In the short time since the idea was conceived, there have been remarkable developments in methods and tools used for syndromic surveillance. Researchers have capitalized on modern information technology, connectivity, and the increasingly computerized medical and administrative databases to develop tools that integrate vast amounts of disparate data, perform complex statistical analyses in real time, and display the results in thoughtful decision-support systems. The focus of these efforts is on identifying reliable and quickly collected data that are generated early in the disease process. Statisticians and computer scientists have adapted ideas from the statistical process control methods used in manufacturing, Bayesian belief networks, statistical pattern-recognition algorithms, and many other areas. Syndromic surveillance has also become an extraordinarily active research area. Since 2002, an annual national conference (www.syndromic.org) has drawn hundreds of researchers and practitioners from around the country and the world.
Many city and state public health agencies have begun spending substantial sums to develop and implement these surveillance systems. Despite (or maybe because of) the enthusiasm for syndromic surveillance, however, there have been few serious attempts to see whether this tool lives up to its promise, and some analysts and health officials have been skeptical about its ability to perform effectively as an early warning system. The balance between true and false alarms, and how syndromic surveillance can be integrated into public health practice in a way that truly leads to effective preventive actions, must be carefully assessed.
Syndromic surveillance systems are intended to raise an alarm, which then must be followed up by epidemiologic investigation and preventive action, and all alarm systems have intrinsic statistical tradeoffs. The most well-known is that between sensitivity (the ability to detect an attack when it occurs) and the false-positive rate (the probability of sounding an alarm when there in fact is no attack). For instance, thousands of syndromic surveillance systems soon will be running simultaneously in cities and counties throughout the United States. Each might analyze data from 10 or more data series—symptom categories, separate hospitals, OTC sales, and so on. Imagine if every county in the United States had in place a single syndromic surveillance system with a 0.1 percent false-positive rate; that is, the alarm goesoff inappropriately only once in a thousand days. Because there are about 3,000 counties in the United States, on average three counties a day would have a false-positive alarm. The costs of excessive false alarms are both monetary, in terms of resources needed to respond to phantom events, and operational, because too many false events desensitize responders to real events.
Syndromic surveillance adds a third dimension to this tradeoff: timeliness. The false-positive rate can typically be reduced, but only by decreasing sensitivity or timeliness or both. Analyzing a week’s rather than a day’s data, for instance, would help improve the tradeoff between sensitivity and false positives, but waiting a week to gather the data would reduce the timeliness of an alarm.

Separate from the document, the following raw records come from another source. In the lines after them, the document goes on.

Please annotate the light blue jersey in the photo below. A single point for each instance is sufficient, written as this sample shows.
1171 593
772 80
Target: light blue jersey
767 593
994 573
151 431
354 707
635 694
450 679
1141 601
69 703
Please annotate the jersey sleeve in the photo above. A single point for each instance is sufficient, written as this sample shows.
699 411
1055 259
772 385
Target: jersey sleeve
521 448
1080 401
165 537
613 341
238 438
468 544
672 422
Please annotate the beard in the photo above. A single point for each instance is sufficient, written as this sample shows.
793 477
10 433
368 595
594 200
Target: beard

Beyond purely statistical issues, the value of syndromic surveillance depends on how well it is integrated into public health systems. The detection of a sudden increase in cases of flulike illness—the kind of thing that syndromic surveillance can detect—can mean many things. It could be a bioterrorist attack but is more likely a natural occurrence, perhaps even the beginning of annual flu season. An increase in sales of flu medication might simply mean that pharmacies are having a sale. A surge in absenteeism could reflect natural causes or even a period of particularly pleasant spring weather.
Although the possibility of earlier detection and more rapid response to a bioterrorist event has tremendous intuitive appeal, its success depends on local health departments’ ability to respond effectively. When a syndromic surveillance system sounds an alarm, health departments typically wait a day or two to see if the number of cases continues to remain high or if a similar signal is found in other data sources. Doing so, of course, reduces both the timeliness and sensitivity of the original system. If the health department decides that an epidemiological investigation is warranted, it may begin by identifying those who are ill and talking to their physicians. If this does not resolve the matter, additional tests must be ordered and clinical specimens gathered for laboratory analysis. Health departments might choose to initiate active surveillance by contacting physicians to see if they have seen similar cases.
A syndromic surveillance system that says only “there have been 5 excess cases of flulike illness at hospital X” is not much use unless the 5 cases can be identified and reported to health officials. If there are 55 rather than the 50 cases expected, syndromic surveillance systems cannot say which 5 are the “excess” ones, and all 55 must be investigated. Finally, health departments cannot act simply on the basis of a suspicion. Even when the cause and route of exposure are known, the available control strategies—quarantine of suspected cases, mass vaccination, and so on—are expensive and controversial, and often their efficacy is unknown. Coupled with the confusion that is likely during a terrorist attack or even a natural disease outbreak, making decisions could take days or weeks.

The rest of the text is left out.